The National Music Publishers Association. The Rap Genius business model is to post song lyrics online and then let users (including, in some cases, the artists themselves) annotate them. This is done without the approval of the holders of the songs' respective copyrights, and that has gotten the NMPA, which represents many of those copyright holders, up in arms. The site received takedown notices from the organization last month. Rap Genius responded that "we can't wait to have a conversation with them about how all writers can participate in and benefit from the Rap Genius knowledge project" and described Rap Genius as "so much more than a lyrics site." Rap Genius is now reportedly negotiating with the NMPA to become a licensed user of the publishers' lyrics.

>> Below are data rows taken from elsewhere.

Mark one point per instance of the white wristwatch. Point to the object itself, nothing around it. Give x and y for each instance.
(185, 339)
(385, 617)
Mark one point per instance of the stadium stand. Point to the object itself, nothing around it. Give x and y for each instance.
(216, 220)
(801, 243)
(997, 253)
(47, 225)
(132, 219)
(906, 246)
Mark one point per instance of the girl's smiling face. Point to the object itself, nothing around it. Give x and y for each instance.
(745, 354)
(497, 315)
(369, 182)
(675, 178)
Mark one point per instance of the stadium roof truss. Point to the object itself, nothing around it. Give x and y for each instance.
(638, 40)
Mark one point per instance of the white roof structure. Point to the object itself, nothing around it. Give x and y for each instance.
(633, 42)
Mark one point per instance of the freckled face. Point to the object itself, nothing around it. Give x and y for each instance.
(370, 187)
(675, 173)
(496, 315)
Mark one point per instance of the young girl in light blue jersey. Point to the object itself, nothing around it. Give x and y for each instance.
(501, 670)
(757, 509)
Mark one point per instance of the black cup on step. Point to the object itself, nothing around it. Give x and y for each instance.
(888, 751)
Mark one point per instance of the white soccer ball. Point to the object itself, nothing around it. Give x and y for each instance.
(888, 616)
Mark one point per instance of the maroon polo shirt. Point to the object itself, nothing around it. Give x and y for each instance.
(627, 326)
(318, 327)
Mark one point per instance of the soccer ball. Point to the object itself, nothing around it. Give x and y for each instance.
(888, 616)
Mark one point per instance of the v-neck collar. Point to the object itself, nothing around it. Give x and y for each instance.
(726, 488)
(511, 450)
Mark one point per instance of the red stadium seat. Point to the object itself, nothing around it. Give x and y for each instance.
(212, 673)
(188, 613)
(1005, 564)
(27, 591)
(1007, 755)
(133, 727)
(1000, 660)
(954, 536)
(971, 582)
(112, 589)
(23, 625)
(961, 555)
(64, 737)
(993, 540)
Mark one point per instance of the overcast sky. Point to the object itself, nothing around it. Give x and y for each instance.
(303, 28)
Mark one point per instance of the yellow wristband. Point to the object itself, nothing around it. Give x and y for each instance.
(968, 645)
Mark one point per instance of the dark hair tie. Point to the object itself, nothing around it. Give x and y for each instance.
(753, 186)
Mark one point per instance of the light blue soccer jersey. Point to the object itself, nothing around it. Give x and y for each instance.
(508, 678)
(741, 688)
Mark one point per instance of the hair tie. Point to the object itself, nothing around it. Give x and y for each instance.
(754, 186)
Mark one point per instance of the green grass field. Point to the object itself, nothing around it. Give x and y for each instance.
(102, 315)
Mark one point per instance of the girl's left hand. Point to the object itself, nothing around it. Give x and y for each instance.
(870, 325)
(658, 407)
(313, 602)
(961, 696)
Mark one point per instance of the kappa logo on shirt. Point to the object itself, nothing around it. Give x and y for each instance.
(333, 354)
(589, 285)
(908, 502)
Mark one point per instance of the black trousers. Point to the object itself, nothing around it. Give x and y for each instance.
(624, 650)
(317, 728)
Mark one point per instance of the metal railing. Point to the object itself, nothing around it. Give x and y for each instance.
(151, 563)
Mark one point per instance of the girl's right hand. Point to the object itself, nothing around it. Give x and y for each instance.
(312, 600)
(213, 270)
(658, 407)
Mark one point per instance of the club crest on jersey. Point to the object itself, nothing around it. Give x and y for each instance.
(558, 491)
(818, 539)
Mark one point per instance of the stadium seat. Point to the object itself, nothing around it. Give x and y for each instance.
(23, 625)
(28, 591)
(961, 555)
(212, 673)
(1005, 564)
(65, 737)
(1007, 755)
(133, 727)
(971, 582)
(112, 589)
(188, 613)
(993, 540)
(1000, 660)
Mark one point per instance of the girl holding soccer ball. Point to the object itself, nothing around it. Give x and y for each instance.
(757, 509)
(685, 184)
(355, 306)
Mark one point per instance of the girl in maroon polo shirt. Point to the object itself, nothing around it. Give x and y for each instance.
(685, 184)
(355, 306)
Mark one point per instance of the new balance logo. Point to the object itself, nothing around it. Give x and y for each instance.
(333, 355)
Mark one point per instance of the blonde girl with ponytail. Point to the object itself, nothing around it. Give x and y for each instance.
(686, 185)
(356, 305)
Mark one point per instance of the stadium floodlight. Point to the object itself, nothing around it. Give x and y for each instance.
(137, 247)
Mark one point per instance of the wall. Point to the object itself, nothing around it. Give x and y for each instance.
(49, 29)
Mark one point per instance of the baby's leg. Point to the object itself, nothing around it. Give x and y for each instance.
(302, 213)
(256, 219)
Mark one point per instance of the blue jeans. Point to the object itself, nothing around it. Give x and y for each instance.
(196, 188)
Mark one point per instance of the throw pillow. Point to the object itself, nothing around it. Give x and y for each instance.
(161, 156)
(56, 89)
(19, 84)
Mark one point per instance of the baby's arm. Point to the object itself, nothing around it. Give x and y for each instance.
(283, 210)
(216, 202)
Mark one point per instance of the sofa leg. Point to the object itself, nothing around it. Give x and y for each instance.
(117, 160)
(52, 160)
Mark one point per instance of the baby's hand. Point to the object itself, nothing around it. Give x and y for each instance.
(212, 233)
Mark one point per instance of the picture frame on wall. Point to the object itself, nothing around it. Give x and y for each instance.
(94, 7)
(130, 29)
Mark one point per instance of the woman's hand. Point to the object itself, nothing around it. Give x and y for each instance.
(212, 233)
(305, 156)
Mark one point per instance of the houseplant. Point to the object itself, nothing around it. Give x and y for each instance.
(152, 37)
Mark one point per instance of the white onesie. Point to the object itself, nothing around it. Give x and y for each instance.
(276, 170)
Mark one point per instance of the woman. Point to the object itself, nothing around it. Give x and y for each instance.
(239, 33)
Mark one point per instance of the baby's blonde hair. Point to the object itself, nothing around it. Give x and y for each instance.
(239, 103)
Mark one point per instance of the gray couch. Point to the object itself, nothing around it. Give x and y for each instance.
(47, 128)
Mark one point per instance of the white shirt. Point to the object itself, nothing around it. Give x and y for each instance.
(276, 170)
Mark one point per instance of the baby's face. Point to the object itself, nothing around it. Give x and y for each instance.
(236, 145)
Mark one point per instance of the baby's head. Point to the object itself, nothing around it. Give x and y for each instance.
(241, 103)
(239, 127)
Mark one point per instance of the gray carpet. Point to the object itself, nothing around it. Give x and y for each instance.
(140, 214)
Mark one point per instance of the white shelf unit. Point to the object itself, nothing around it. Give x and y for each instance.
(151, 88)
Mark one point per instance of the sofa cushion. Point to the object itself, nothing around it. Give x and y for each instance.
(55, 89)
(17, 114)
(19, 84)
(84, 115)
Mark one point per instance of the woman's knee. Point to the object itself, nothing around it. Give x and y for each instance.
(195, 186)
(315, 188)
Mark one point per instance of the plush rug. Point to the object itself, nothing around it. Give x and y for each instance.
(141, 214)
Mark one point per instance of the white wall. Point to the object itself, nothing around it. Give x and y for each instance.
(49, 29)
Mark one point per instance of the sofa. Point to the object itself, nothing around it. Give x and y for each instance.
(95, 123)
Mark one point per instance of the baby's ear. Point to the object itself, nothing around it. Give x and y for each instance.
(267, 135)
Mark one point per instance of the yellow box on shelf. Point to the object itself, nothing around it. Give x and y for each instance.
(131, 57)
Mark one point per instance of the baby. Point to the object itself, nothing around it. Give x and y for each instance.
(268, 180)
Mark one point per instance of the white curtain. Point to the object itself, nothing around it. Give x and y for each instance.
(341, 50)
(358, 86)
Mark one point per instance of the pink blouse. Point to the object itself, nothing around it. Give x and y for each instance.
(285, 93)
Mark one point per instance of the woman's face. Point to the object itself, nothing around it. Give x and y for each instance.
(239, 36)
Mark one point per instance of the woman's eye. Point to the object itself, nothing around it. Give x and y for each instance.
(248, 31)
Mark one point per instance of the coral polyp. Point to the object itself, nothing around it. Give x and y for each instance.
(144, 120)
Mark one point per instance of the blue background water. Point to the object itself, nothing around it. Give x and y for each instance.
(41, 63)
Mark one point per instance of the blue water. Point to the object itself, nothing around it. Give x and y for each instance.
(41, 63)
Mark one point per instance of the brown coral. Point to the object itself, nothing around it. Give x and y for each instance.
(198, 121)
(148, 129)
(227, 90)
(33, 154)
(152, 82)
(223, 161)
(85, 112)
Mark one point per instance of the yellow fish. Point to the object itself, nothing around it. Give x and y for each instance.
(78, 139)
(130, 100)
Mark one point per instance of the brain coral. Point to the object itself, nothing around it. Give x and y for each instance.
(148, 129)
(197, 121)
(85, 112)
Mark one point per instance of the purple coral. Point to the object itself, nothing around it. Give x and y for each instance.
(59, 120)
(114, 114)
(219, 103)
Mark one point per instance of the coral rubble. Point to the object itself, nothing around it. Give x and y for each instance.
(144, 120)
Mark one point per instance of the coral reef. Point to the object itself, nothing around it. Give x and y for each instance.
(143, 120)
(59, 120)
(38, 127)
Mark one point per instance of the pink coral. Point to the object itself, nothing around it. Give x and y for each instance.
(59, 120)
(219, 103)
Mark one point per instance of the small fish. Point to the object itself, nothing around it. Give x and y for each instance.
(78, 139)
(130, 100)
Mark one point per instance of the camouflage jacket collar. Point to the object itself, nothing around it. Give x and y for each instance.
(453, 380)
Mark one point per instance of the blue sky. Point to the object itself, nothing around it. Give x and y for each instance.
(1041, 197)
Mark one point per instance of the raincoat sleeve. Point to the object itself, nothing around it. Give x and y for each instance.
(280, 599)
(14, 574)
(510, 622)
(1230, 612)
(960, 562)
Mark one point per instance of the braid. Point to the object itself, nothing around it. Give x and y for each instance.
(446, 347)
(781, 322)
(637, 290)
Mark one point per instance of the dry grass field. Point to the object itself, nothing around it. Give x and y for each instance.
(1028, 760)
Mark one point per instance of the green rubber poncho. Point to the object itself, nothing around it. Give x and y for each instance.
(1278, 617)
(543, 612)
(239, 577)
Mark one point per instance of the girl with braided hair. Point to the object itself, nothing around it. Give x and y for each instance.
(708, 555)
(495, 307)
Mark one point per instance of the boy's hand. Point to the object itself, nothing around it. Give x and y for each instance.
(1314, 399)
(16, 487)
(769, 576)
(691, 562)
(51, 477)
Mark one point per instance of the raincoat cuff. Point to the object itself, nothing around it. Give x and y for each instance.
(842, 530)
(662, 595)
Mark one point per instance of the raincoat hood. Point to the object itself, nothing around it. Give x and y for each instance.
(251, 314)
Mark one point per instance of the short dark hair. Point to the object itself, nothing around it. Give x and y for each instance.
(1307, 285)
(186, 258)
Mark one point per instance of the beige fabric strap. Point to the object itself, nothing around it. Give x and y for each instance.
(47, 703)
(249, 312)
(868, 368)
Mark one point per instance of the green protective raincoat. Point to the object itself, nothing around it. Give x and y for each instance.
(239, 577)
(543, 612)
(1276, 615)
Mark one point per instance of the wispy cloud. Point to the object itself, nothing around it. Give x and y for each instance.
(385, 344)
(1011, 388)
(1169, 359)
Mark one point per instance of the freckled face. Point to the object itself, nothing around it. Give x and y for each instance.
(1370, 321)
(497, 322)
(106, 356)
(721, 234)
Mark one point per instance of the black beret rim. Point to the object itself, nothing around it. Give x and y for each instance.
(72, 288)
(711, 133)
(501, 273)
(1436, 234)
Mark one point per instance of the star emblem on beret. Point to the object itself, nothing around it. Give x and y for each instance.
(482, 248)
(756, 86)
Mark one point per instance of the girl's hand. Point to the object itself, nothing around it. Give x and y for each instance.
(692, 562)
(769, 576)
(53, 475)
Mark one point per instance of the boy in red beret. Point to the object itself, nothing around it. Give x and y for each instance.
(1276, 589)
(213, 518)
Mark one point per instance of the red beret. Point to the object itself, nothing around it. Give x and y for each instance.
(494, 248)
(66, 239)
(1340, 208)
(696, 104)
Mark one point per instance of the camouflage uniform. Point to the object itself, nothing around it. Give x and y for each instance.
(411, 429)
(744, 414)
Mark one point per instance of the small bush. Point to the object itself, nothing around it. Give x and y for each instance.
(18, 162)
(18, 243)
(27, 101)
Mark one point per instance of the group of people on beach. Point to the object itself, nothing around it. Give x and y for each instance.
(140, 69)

Heroku. Heroku is a cloud computing platform that's popular with Silicon Valley startups. Rap Genius is a Heroku customer, and last winter Rap Genius developer James Somers wrote a blog post arguing that Heroku had "swindled its customers" by making technical changes that make Rap Genius work less efficiently on the platform. Heroku said it was listening to customers concerns, but Rap Genius co-founder Tom Lehman wasn't satisfied, telling VentureBeat that Heroku was still misleading customers.
Warren Buffett. According to Betabeat, back before he founded Rap Genius, Moghadam wrote a satirical memo to "the Ballstate Insurance Company." Allstate was a client of the law firm of Dewey and LeBoeuf, which had offered Moghadam a job but then asked him to take a less-highly-paid "deferral" during the tough economic client of 2009. During that deferral, Moghadam was scheduled to do an unpaid internship at Warren Buffett's company, Berkshire Hathaway. Berkshire noticed the blog post and alerted Dewey, which counts Allstate as a client, and Moghadam lost both the Berkshire internship and the Dewey job. Apparently, Moghadam is still bitter about the incident. A Feb. 21 tweet from the official Rap Genius account invited Buffett to perform a sexual act on the company (we're a little unclear on how that would work). Soon afterwards, Moghadam told Betabeat that Buffet was "a little b**ch."
Correction: the original version of this post mis-stated the relationship between the Dewey law firm and Warren Buffett. We regret the error.